Out of Tune
When the FCC tried to fix a twisted public safety communications network, they found the lines were hard to unravel.
The symptoms were easy to describe: commercial wireless signals were bleeding into public safety radio systems. The prescription, ordered by the Federal Communications Commission (FCC) in 2004, was to reconfigure the 800 megahertz (MHz) band that was being contorted. The fly in the ointment — the plan's three-year timetable, which ends next month — has proven to be gravely miscalculated because of massive misjudgments on the project's key aspects. As a result, the very little progress that has been made to date has placed the reconfiguration and its participants in jeopardy.
In fact, more than 40 percent of the 900 public safety licensees that need to be rebanded have yet to sign a contract, according to a report to the FCC in April from Sprint Nextel, the company responsible for the rebanding project. Less than 20 percent of the 900 licensees have a scheduled date for completing their work, and 300 of the public safety licensees that originally were scheduled to finish rebanding several months ago will not finish by the June 27 deadline. Even worse, “nearly half of those licensees have not completed their planning or are not yet in a position to even begin to negotiate their [rebanding agreements],” the report said.

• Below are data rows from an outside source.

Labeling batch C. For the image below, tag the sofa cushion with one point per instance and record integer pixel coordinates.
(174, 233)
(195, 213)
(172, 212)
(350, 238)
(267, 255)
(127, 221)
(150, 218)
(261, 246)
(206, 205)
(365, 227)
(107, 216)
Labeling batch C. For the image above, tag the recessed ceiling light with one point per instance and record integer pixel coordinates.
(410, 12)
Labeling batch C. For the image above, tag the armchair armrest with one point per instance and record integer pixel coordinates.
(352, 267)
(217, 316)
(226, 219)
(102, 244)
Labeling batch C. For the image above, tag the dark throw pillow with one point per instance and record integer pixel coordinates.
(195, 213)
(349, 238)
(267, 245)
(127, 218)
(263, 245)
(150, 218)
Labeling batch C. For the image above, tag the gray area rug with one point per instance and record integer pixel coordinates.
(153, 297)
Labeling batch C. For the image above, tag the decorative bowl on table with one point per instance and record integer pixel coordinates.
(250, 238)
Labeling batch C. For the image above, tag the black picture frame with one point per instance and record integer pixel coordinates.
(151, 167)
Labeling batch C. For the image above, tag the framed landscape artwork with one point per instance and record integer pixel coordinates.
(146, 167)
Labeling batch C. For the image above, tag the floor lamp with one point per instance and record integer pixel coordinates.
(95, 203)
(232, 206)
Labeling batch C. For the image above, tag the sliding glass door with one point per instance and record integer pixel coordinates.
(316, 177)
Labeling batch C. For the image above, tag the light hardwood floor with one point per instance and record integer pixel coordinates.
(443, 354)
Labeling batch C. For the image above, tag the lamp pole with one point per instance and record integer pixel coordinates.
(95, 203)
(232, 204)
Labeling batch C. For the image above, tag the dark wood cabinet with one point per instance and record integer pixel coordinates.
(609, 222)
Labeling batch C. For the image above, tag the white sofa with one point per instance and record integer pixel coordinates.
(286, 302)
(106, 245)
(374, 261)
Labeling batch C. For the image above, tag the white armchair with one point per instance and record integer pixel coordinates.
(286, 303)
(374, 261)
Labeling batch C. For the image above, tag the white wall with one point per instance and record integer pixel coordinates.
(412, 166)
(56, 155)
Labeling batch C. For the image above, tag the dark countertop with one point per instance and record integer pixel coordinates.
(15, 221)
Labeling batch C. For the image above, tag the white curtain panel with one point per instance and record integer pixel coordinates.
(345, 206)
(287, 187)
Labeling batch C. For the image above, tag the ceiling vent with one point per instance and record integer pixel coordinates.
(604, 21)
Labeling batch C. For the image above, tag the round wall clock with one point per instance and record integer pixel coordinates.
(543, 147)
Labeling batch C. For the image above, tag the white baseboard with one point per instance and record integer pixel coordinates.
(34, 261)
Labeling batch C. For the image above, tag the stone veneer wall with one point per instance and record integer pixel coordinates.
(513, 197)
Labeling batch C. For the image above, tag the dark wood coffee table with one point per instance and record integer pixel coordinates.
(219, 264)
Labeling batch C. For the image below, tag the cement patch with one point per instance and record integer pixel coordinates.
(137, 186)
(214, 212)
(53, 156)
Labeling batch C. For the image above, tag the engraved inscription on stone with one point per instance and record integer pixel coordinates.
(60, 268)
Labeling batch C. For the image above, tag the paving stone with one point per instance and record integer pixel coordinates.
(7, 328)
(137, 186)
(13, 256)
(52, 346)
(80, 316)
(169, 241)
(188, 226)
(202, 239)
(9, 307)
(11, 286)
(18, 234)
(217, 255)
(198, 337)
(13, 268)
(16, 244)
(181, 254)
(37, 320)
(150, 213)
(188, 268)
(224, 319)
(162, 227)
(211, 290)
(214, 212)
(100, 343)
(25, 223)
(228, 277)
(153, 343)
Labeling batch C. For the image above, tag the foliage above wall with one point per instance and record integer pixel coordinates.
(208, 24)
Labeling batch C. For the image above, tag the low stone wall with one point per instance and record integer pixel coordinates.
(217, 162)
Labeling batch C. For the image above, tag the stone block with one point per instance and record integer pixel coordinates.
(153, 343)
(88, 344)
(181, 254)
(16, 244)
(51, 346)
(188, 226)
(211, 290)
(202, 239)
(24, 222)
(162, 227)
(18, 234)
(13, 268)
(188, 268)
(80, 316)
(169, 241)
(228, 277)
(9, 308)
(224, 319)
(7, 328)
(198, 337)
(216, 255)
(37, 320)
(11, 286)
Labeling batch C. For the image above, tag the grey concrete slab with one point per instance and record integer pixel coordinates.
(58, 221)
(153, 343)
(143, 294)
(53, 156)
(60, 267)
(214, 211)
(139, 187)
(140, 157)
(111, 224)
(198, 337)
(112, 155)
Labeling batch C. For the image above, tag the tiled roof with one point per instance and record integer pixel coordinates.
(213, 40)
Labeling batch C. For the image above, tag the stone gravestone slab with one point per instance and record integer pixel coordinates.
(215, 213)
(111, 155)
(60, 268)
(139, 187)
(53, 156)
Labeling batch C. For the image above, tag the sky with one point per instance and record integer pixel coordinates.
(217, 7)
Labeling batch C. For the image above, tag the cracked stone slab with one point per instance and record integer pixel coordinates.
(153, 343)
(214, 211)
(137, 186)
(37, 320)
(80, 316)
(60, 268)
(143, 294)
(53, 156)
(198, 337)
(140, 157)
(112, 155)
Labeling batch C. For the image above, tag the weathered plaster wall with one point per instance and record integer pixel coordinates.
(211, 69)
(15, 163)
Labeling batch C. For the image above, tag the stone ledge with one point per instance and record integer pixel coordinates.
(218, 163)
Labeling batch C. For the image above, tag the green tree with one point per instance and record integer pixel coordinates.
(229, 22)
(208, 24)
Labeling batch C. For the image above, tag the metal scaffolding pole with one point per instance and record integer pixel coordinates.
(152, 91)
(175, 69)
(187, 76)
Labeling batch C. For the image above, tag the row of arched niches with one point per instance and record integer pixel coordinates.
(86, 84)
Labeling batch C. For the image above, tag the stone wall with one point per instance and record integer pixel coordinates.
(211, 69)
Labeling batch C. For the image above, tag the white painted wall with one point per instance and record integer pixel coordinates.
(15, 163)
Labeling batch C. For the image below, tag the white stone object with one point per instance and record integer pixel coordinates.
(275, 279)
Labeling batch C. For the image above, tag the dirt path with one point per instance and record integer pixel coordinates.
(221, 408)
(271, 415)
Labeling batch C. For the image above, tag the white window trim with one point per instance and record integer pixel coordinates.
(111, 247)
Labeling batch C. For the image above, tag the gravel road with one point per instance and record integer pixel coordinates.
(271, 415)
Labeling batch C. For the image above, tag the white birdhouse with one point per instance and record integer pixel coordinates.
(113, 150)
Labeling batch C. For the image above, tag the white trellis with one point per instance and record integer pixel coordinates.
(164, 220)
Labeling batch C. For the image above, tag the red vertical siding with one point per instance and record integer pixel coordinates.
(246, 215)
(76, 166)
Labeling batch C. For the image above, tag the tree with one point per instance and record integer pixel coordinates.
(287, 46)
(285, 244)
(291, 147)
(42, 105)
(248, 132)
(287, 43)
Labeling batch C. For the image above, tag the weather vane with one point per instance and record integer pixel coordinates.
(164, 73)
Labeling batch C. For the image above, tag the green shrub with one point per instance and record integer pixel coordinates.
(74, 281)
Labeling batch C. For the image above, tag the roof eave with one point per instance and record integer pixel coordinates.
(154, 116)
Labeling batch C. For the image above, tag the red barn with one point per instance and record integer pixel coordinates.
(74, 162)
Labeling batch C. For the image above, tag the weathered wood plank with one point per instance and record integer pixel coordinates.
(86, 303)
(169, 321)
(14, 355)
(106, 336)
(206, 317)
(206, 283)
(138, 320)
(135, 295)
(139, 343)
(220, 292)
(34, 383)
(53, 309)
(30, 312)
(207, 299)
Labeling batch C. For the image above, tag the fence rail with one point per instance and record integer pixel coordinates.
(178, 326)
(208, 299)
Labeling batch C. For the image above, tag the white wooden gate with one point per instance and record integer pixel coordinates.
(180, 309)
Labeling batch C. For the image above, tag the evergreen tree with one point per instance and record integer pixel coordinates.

The notion that rebanding could be finished in three years and cost less than $2.8 billion now seems ludicrous, as the most optimistic projections are that the massive engineering project will not be completed until at least 2012 at a cost that could exceed original projections by billions of dollars. Meanwhile, as federal officials bemoan the lack of communications interoperability between the nation's first responders, Sprint Nextel is in court asking for more time, and public safety agencies are somehow muddling through.
Negotiation snags
The radio interference began when the FCC allowed Nextel Communications to operate on a spectrum that interleaved with the 800 MHz airwaves used most by the nation's largest public safety organizations. FCC's 2004 order to correct the problem required Nextel to fund all costs of reconfiguring the 800 MHz and portions of the 1.9 gigahertz (GHz) spectrum bands, in addition to contributing spectrum to public safety. In return, Nextel would receive 10 MHz of 1.9 GHz and contiguous spectrum. The FCC appointed a group, the Transition Administrator, to oversee the work and started the timer on the three-year project in 2005.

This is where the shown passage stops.